Wrapped TreesWrapped Trees

The lamb, symbolically the most innocent of God’s creation has been paradoxically earmarked since time immemorial, for butchery to assuage  divine wrath. Whilst at the same time, it transubstantiates into a symbol of salvation through Jesus Christ, the Lamb of God, who redeems mankind by dying on a cross.

Sacrifice of the Lambs 6 introduces a Roman Catholic dimension to this series through the figure of a monk wearing what might be a Franciscan habit.

The holy man seems to be at odds with himself. His hands are raised in a sacrificial blessing, or in an act of resignation to the mores of a dogmatic belief that unequivocally demands a victim.

The immoral act of killing an innocent creature somehow betrays what he really stands for as a follower of St Francis. As the cycle of paintings progresses, the group of the three lambs – which form an audience to the slaughter of one of their number – is replaced by three women clad in garments of mourning.

Calleja stresses on the strong feminine presence in the later paintings from this powerful cycle. Perhaps these imply deep maternal instincts that resent the murder of innocents under any guise, be it ritual sacrifice, gangland execution or “unavoidable” accidents of war. Here are very spiritual paintings that tug at one’s heartstrings, where the depiction of everyday maternal despair at the loss of children in war-torn countries, is transformed into a timeless Pietà.

In some instances, the male gun-wielding presence appears aloof.
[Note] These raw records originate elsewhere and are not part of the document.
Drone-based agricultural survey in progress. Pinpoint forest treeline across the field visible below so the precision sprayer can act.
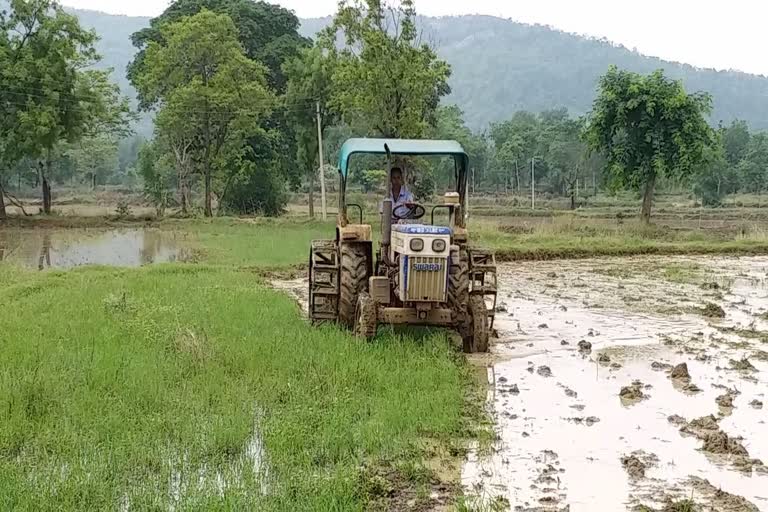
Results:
[0,0,768,216]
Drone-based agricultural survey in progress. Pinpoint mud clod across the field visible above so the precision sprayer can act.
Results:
[729,357,757,372]
[699,302,725,318]
[667,414,688,426]
[702,430,749,457]
[621,455,646,480]
[584,416,600,427]
[669,363,691,379]
[619,381,648,402]
[683,382,701,393]
[715,393,733,409]
[680,414,720,439]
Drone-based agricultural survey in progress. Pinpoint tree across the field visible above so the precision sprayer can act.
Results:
[321,0,450,138]
[0,0,129,215]
[283,46,335,217]
[136,10,275,217]
[738,132,768,199]
[585,66,712,223]
[719,120,751,166]
[63,135,119,188]
[136,141,173,217]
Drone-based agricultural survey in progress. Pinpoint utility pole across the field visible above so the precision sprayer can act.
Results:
[315,101,328,220]
[531,156,536,210]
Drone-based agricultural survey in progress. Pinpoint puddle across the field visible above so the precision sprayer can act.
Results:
[462,258,768,511]
[0,229,191,270]
[272,257,768,512]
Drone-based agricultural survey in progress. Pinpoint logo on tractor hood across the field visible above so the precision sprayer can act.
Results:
[413,263,443,272]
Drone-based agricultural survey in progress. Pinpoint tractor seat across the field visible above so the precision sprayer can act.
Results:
[392,224,452,235]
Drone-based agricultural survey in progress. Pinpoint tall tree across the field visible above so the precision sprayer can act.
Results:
[720,120,750,166]
[585,66,712,223]
[283,46,335,217]
[0,0,129,214]
[321,0,450,138]
[137,10,275,217]
[128,0,310,102]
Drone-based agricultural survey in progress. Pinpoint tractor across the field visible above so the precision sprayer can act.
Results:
[308,138,497,352]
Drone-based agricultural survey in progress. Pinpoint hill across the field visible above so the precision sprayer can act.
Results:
[302,15,768,129]
[9,5,768,134]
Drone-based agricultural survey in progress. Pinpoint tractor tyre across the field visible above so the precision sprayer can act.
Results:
[339,243,368,329]
[448,247,469,322]
[354,292,378,341]
[462,295,489,354]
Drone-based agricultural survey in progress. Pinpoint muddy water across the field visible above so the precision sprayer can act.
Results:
[0,229,190,270]
[462,258,768,511]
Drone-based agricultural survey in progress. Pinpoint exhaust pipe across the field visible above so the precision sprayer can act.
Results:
[381,144,396,267]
In Sacrifice of the Lambs 15, a lance-like phallic gun barrel hovers above the head of the woeful mother, a contemporary Our Lady of Sorrows.
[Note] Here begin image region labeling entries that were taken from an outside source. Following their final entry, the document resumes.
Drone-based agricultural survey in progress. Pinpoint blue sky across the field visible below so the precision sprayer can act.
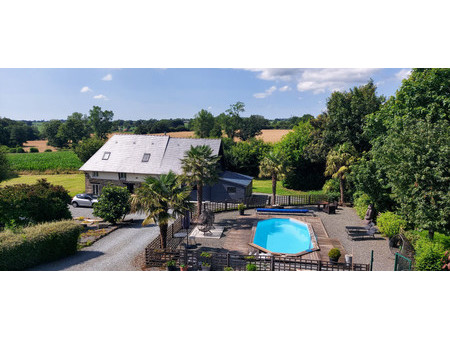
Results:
[0,68,410,120]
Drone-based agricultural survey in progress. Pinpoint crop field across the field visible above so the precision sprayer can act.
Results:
[7,151,83,173]
[0,174,85,196]
[146,129,292,143]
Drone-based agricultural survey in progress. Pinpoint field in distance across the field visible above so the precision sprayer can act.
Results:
[0,174,84,197]
[144,129,292,143]
[7,151,83,173]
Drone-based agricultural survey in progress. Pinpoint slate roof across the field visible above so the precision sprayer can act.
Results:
[79,135,221,175]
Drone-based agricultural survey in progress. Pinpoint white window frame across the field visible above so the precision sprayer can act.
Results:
[92,184,100,195]
[142,153,151,162]
[227,185,237,194]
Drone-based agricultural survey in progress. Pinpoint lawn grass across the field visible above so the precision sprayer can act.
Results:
[253,180,323,196]
[0,174,85,196]
[7,151,83,174]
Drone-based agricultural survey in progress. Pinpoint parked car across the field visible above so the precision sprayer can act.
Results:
[71,194,98,208]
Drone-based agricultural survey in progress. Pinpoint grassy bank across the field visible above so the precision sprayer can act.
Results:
[253,180,323,195]
[7,151,83,173]
[0,174,84,196]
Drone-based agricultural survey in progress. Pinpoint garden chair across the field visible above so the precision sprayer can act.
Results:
[347,227,377,241]
[323,202,337,214]
[345,222,375,232]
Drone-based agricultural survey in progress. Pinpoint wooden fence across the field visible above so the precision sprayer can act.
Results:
[203,195,328,212]
[145,248,370,271]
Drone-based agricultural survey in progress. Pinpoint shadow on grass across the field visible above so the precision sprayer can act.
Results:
[28,250,103,271]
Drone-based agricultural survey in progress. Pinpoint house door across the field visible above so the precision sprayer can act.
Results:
[127,183,134,194]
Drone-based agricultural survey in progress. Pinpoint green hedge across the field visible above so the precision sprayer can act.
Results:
[353,192,370,219]
[414,238,445,271]
[377,211,406,238]
[0,221,82,270]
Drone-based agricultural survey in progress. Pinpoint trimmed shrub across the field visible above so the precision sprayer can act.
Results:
[94,185,131,224]
[0,221,82,270]
[0,179,72,228]
[353,191,370,219]
[414,238,445,271]
[245,263,256,271]
[377,211,406,238]
[328,248,341,261]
The ninth and 11th works in the series display a morbid immediacy one can find evident within American photographer Weegee’s crime scene prints.  The focus is on the body, which lies very much lifeless and in rigor mortis.

The presence of onlookers is reduced to pairs of feet, eliminating any show of empathy towards the victim. Death has always been matter of fact in a cruel world, and these two paintings emphatically drive the point home. 
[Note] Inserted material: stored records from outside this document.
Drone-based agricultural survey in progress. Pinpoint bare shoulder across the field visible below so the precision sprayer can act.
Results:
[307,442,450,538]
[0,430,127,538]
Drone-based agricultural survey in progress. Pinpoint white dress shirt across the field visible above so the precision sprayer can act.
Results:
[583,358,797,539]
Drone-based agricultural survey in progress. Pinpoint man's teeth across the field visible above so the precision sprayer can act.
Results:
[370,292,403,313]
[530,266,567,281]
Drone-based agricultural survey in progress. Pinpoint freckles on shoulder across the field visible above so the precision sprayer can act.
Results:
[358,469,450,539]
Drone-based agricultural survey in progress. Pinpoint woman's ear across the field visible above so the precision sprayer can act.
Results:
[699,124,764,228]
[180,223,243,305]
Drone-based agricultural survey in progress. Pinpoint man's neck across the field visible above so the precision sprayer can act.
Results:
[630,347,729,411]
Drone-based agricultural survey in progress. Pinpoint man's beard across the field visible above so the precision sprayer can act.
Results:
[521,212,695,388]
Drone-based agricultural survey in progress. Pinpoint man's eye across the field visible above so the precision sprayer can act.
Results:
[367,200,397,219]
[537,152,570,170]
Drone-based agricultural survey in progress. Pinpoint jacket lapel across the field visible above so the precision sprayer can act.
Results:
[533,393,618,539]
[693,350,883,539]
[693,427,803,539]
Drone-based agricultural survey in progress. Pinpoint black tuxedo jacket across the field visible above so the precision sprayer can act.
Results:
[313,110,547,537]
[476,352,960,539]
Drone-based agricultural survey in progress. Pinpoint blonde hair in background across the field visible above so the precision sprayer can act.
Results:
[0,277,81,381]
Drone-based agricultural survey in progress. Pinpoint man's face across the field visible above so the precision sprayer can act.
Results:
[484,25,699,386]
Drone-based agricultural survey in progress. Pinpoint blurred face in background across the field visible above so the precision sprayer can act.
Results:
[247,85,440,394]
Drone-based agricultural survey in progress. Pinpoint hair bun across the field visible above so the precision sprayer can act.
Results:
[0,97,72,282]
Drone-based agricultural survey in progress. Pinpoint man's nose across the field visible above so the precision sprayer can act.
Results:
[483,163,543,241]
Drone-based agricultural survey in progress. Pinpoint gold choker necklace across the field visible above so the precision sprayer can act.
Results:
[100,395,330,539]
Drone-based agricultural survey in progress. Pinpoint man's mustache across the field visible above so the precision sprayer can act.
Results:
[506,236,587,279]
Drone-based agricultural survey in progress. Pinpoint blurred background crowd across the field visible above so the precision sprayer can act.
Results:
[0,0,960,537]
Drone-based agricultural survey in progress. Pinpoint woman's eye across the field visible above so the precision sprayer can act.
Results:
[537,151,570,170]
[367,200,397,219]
In her insightful introductory essay for the exhibition catalogue, Vella observes that “the series of paintings are overlaid with prehistoric sacrificial imagery, biblical episodes from the Passion and contemporary war footage”.  It may well be agreed that the Sacrifice of the Lambs series is to be regarded as a story which Calleja pictorially narrates over a period of 15 years.

It is a narrative as old as prehistory, and as epochal as the death of a Jew on the Golgotha almost two thousand years ago. Yet, at the same time, it is as contemporary and clichéd an expression as today’s horrible breaking news from the usual global hotspots.

In its entirety, Sacrifice of the Lambs seems to echo Gertrude Stein’s claim that “a masterpiece may be unwelcome, but it is never dull”.

The BOV Retrospective Exhibition runs at the National Museum of Archeology, Valletta, until July 15.